Había costeletas con papas fritas. Por suerte, todos estuvimos de acuerdo menos la mayor que quería ensalada y huevo duro. No hubo forma de convencerla.
Pedimos cuatro para compartir y la ensalada y el huevo duro. Todo bien, el problema para mí era el lavado de las verduras. Trajeron bastante rápido todo menos la ensalada.
Pasó un rato, estábamos ya casi terminando de comer y reclamando lo que faltaba cuando apareció la ensalada y el huevo duro. No les puedo describir el recipiente de la ensalada, nos miramos y no dijimos nada. Mi hija miró su ensalada y no hizo comentarios.
Ya pasado el imprevisto de los sándwiches seguimos viaje.
Casi a veinte o treinta kilómetros de llegar sentimos que algo raspaba por debajo del auto. Paramos en la banquina a mirar qué sería.
Lo que pasó es que el caño de escape se había partido y colgaba un pedazo. No se podía hacer mucho, creo que pudimos terminar de sacar lo que colgaba o atarlo con alambre y seguir así. No me acuerdo cómo fue.
Llegamos a Posadas tarde y cansados. Teníamos reservado un hotel en el centro. No somos pocos y “caer” siete personas a una casa de cuatro es demasiado.
Bajamos las valijas y cenamos. Al día siguiente llevaríamos a arreglar el auto.
Por supuesto, avisamos nuestra llegada a la familia en Posadas y a Rosario. Por lo general, siempre quedaba alguien que pasaba por casa, abría un rato para que se viera movimiento y en este caso fuera a buscar los sándwiches olvidados.
Al día siguiente ya descansados, fuimos a casa de mi hermana y nos aconsejaron un taller para el arreglo. Este trámite no representaba mucho tiempo; obviamente, sí un gasto más del viaje.
Paseamos por la ciudad. Nuestro familiares nos mostraron lugares muy lindos y seguimos para las cataratas parando en un hotel ubicado en el lado argentino.
La vegetación, los saltos y los caminitos para verlas son un recorrido hermoso. Los chicos estaban encantados.
Hicimos los caminos por dentro de las cataratas, un paseo en gomón que nos llevó muy cerca de un salto. Yo, muy miedosa, iba agarrada de todos lados y vigilaba que todos lo hicieran.
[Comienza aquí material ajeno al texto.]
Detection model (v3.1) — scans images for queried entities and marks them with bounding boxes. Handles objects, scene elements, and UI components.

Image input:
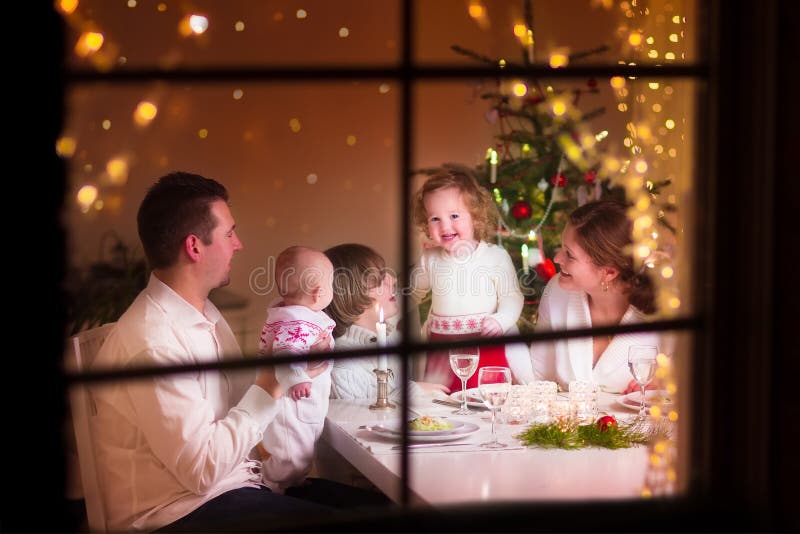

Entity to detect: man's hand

Vimos pájaros de todos los colores, plantas y flores tan distintas a las que conocemos. Es un paisaje que volvimos visitar otra vez sin los chicos.
Ya saliendo del paseo de cataratas fuimos a las ruinas de San Ignacio y a las minas de Wanda, donde muestran cómo van sacando las piedras semipreciosas.
¡Todo un aprendizaje en vivo!
Como les contaba al principio de este relato, con los chicos viajamos por todo nuestro país.
Tuvimos dos autos primero, un 505 rural “el gris “bastante usado y “el celeste” igual que el anterior un poquito más nuevo. Lo muy bueno era que tenía siete asientos así todos tenían su lugar.
Por supuesto se “ponían a punto” antes de salir, pero en los viajes para el sur con tantos caminos de ripio algo se “aflojaba”. El primer viaje fue hasta Ushuaia.
No salíamos sin plan de viaje. Mi marido que, ya había hecho de joven el recorrido, calculaba cómo llegar al destino final en tres días de viaje.
Bueno fueron muchos viajes y ya casi me ponía a contarles aquel que hicimos al sur. Esos autos siguieron todos nuestros recorridos y la puesta a punto no siempre resultaba buena o era también por las rutas que había.
Hace mucho que no escribo y les cuento cómo me acordé de esto.
En el último fin de semana largo me llegó un mensaje de una de mis hijas: “Mamá me dejé el táper de los sandwichichitos en la heladera, que los rescaten porque se ponen feos”.

Sonreí y me propuse contarles de nuestro viaje a Misiones.